Now that you've actually graduated, it's not just family and friends trying to leech advice. Total strangers are trying to get in on the free-tip bandwagon. And these people were supposed to be paying clients! You've got basically two options: you can be the guy everybody hates and tell them to get lost, or you can skillfully and artfully oblige them.
But giving legal advice gratis can be a treacherous dance. For law students, it can easily be unauthorized practice of law, an ethical and professional no-no. (Wait 'til you're licensed, kids.)
Here are some tips of your own you should always keep in mind.
Lawyers are a paranoid bunch, and it comes out in the way that they speak. Lawyers get sued for malpractice by their clients when they're actually retained; and lawyers get sued by complete strangers who claim they relied on the lawyer's advice and got hurt.
Whenever you give free legal advice, you should make it absolutely clear that the advice does not suddenly create a lawyer-client relationship and that the advice does not carry legal import. Lawyers try their best to cover themselves with email footers that disclaim the content above, but case law is slowly eroding this practice. Increasingly, the trick of saying this "this is not legal advice" is becoming less and less effective. It's especially meaningless when you're actually giving legal advice.
Unless you're an expert in the field, you'll almost certainly be giving a general answer.

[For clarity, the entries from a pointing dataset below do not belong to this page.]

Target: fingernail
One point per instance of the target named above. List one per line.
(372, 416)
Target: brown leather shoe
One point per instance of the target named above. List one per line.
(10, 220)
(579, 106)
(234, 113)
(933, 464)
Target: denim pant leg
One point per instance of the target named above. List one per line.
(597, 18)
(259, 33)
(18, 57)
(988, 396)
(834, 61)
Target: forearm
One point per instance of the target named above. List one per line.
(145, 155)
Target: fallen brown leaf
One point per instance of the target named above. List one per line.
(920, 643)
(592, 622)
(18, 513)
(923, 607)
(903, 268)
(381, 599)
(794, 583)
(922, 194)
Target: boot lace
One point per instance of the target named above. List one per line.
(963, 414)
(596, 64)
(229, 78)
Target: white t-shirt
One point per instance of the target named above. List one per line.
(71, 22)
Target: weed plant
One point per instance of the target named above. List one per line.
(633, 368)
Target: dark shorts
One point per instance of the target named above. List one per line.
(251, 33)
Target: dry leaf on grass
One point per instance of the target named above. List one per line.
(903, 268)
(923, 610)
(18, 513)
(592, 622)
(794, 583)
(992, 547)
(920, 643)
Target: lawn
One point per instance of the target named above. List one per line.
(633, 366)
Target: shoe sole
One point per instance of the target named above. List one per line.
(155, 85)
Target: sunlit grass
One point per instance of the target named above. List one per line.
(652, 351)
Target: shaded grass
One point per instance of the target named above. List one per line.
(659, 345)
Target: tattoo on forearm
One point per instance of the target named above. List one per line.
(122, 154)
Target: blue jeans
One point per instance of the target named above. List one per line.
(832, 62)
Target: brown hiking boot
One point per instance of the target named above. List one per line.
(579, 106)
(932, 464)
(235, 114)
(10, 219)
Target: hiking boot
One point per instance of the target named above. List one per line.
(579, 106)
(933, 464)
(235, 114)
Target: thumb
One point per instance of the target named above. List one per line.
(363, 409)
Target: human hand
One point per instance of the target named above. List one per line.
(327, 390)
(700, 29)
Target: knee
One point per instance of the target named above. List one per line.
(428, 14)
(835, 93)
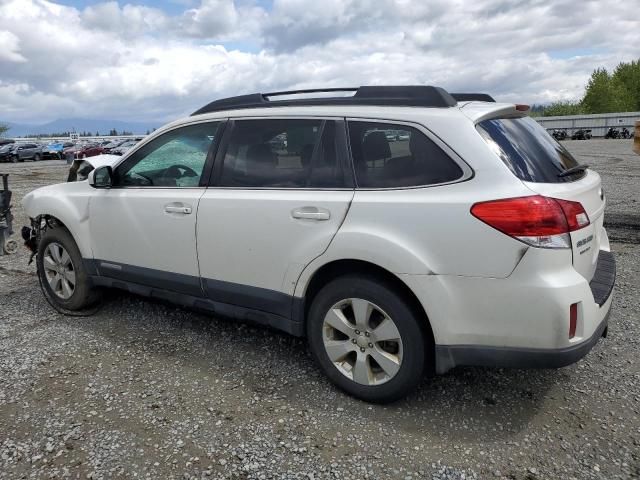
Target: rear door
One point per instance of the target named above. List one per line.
(280, 191)
(544, 166)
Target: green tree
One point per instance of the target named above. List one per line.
(602, 94)
(626, 77)
(563, 108)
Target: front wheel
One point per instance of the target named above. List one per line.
(63, 277)
(367, 338)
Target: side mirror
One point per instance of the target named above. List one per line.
(101, 177)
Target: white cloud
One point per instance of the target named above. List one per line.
(9, 47)
(126, 61)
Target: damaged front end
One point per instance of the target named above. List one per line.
(32, 235)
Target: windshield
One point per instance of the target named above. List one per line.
(528, 150)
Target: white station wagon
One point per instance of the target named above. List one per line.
(400, 229)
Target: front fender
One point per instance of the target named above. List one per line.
(67, 202)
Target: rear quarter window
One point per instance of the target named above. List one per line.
(528, 150)
(389, 155)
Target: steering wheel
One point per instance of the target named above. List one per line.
(179, 171)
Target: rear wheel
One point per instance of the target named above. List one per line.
(63, 277)
(367, 338)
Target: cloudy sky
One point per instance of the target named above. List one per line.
(158, 60)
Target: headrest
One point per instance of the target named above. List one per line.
(375, 146)
(260, 153)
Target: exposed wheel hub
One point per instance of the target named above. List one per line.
(59, 270)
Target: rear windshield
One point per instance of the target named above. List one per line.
(528, 150)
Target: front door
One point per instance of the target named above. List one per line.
(143, 228)
(281, 190)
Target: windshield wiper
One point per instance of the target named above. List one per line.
(572, 170)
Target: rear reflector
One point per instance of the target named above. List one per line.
(573, 319)
(536, 220)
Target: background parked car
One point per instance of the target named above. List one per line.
(5, 152)
(559, 134)
(581, 134)
(54, 150)
(26, 151)
(123, 148)
(112, 144)
(90, 150)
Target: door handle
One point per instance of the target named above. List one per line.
(311, 213)
(177, 208)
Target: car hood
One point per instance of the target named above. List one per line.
(103, 160)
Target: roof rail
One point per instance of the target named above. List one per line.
(397, 96)
(470, 97)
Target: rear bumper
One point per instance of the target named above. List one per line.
(521, 321)
(449, 356)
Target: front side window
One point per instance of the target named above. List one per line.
(386, 155)
(282, 153)
(174, 159)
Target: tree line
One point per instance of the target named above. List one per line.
(618, 91)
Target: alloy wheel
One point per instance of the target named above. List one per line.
(362, 341)
(59, 270)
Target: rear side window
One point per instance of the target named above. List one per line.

A lawyer is potentially committing malpractice if he offers a legal opinion without first looking to the authorities. Fortunately, many freebie seekers tend to ask questions that are, by nature, very general. Such questions deserve equally general answers.
If someone is asking something very specific, you should encourage a lawyer-client relationship. Consider also keeping a record of the advice you gave so if they decide to get cute and sue you. You'll at least have a contemporaneous record of what it was they asked and you said.
You're a lawyer and by now you should have at least an above average skill at reading character. There should be little risk in giving some very general helpful advice -- caveats included, of course -- to someone who asks for some tips without the need to ceremoniously create a lawyer-client relationship. But if your senses tell you that someone is simply milking you for lawyer services and they're simply too cheap to pay for you, you should politely end the conversation there.
But ironically, here's a bit of free advice: be careful. Many personal relationships came to a crashing halt because someone asked for some advice and their lawyer friend made a good-faith attempt to help a friend out. Then a lawsuit soon followed. Or the lawyer refused and things still ended badly.
So when it comes to free advice, consider this last final point: you're less likely to get sued if you keep your mouth shut and get hated than if you open your mouth and get liked.